Le requin par exemple a disparu en Tasmanie, et ce n’est pas sans conséquence : privés de prédateurs, les poulpes prolifèrent. Leur population augmente dans l’écosystème. Et comme ces derniers se nourrissent de langoustes, ils vont toutes les dévorer au risque de les voir disparaître. C’est aussi le cas sur la côte est des États-Unis : sans requins, la mourine, une espèce de raie, a proliféré et elle dévore tous les bivalves comme les praires, huitres ou palourdes.
Le Plancton : Base de la Vie Marine
Le phytoplancton constitue LA base de l’alimentation de tous les êtres vivants marins : 1 tonne de phytoplancton nourrit 100 kg de zooplancton qui donnent 10 kg d’alevins de poissons et de crustacés qui permettent de produire 1 kg de petits poissons.
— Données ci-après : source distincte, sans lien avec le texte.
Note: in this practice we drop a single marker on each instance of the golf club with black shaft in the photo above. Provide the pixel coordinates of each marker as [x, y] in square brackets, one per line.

Et enfin, ce kilogramme donne 100 g de thon.
Si le plancton disparaît… c’est tout l’Océan qui est en danger ! Qui dit pas de plancton, dit pas de poisson ! Or ce sont plus de 3 milliards d’êtres humains qui dépendent de cette source de protéine.
L'Arctique : Un Écosystème Fragile
Comparé aux autres océans, l’Arctique est plutôt pauvre en espèces. Même au contact de la glace, des algues poussent (phytoplancton) et les animaux du zooplancton (copépodes, etc.) viennent les brouter. Cette manne attire les poissons, eux-mêmes proies des oiseaux de mer, des cétacés et des phoques. Au cœur de la banquise arctique, vents et courants créent des zones d’eau libre - c’est-à-dire libre de glaces - appelées polynies. Leur présence permet une abondante activité de la vie marine (plancton, poissons, oiseaux et mammifères marins).